Missing The Commute

 It's been over two years since I last commuted an office.  Before the pandemic took over my world in March 2020 I drove approximately 12 miles in the morning and the same 12 miles back home at night.  There was ALWAYS traffic and almost always some sort of construction.  It should have been a 30 minute ride each way, but it rarely ever was.  There were plenty of times where the highway was backed up and I took back roads, which were always incredibly crowded.  There were times when it took me over an hour to my destination (be it work or home; although if I recall correctly traffic issues were usually worse on the ride home).  The commute was a pain in the neck.  But I did it every day because that's what I did.

Although on occasion, I did work from home, I couldn't imagine NOT commuting on a regular basis.
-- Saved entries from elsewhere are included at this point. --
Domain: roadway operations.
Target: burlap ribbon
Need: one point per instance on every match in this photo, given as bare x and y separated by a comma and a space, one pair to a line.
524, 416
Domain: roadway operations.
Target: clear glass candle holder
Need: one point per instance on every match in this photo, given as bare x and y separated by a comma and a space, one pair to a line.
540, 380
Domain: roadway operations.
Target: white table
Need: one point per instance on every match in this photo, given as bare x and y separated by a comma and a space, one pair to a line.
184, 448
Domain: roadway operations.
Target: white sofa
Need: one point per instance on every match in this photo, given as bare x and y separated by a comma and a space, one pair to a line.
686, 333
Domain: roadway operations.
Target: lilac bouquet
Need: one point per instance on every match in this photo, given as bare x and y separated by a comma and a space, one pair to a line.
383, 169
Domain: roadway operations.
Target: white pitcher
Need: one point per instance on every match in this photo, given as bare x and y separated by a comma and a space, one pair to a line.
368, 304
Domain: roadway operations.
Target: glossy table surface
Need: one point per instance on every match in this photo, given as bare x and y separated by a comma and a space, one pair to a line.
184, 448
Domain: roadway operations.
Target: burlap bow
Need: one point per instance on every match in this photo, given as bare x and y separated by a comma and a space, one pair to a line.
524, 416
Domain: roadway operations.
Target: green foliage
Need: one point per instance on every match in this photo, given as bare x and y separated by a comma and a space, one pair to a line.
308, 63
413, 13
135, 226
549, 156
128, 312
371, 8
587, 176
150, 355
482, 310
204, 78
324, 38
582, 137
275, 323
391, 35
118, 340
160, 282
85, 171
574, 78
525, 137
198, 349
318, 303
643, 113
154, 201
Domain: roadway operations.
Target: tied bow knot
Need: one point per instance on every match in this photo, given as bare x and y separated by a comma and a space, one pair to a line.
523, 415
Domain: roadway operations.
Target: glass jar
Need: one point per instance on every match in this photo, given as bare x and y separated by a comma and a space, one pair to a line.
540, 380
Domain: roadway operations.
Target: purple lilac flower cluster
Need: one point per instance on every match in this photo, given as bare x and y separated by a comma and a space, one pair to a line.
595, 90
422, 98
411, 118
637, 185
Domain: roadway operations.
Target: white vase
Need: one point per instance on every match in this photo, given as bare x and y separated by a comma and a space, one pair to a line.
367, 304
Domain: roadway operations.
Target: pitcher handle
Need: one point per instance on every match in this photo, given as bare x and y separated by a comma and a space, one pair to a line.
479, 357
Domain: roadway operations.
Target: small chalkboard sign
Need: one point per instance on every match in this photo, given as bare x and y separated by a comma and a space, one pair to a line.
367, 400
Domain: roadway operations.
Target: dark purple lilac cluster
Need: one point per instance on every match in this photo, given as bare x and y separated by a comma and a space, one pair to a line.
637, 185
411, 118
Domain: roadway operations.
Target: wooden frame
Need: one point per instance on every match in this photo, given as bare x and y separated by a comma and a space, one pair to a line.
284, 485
I had always commuted and all of the jobs that I've held down in my lifetime were within a 15 mile radius of my home.  I wouldn't look at a job that was further away.  I didn't want to deal with that kind of commute.

I could not have imagined NOT commuting.  But here we are, over two years later; I've been working from home and, for the most part, doing pretty well with it.  Commuting back to the office where I worked from June 2016 to March 12, 2020 is no longer an option; that office space no longer exists.  As I've written about (https://bfthsboringblog.blogspot.com/2022/04/out-of-zone-again.html), there's a new office I will (reluctantly) be going to.  That commute is going to look very different than the one I used to do as it require (from my perspective) public transportation.  I'm not looking forward to that.  

Even though I commuted on a daily basis, I was never really fond of it.  (Are there people out there who are?  I'm sure there must be.)  There WAS one aspect of it that I DO miss.  One that I never really thought about until recently.  For the most part, during every drive to or from the office, I would call and talk to my mom.  (Hands free!)

We didn't talk about anything important. (At least that I can recall.)  It was a check in because my parents were getting older.  It was a catch up.  It was complaining about the traffic.  It was talking about my son.  It was hearing about what my parents were up to.  If it was during the warmer months, I could bet on the conversation being about meals out with friends and (sailing) races on the bay.  Sometimes the calls lasted the entire commute; sometimes they were briefer.  Monday through Friday sometime between 7:15 and 9 and 4:30 and 6 (depending on how my day was going), I would talk to my mom.

I didn't realize at the time how important that was.  

During these two years of Covid-19, I still have talked to my mom.  Usually only in the morning though.  I'd do a quick check in.  Our conversations have been shorter.  I would call later.  My mother would sleep in more (especially if the weather was overcast).  My calls that were always before 8, now started afterwards.  

My mom has been having some health issues.  Issues that have made our regular conversations difficult.  My mom, who always had something to say, doesn't have that much to say anymore.  I talk, and she (I hope) listens.  I don't always know what to say. I don't know what to talk about.  So the phone calls are short, but they still are a regular "thing."  I hope that counts.

As I write this, my mom is back in the hospital.  I haven't talked to her since Tuesday.  That's not a long time, but it is.  In those two years since I've stopped commuting, things have changed.  I didn't realize how much.  I didn't realize how much I would miss those long phone calls (even when they irritated me).  I never gave them much thought.  Now I do.

When I talk to my mom again (and I don't know exactly when that might be), I'm going to bring up those calls.  I'm going to tell her how much they meant to me.  I'm going to emphasize how much she means to me.  And I'm going to end the conversation, as I almost always (but probably not always) did:  "I love you."  Because I do.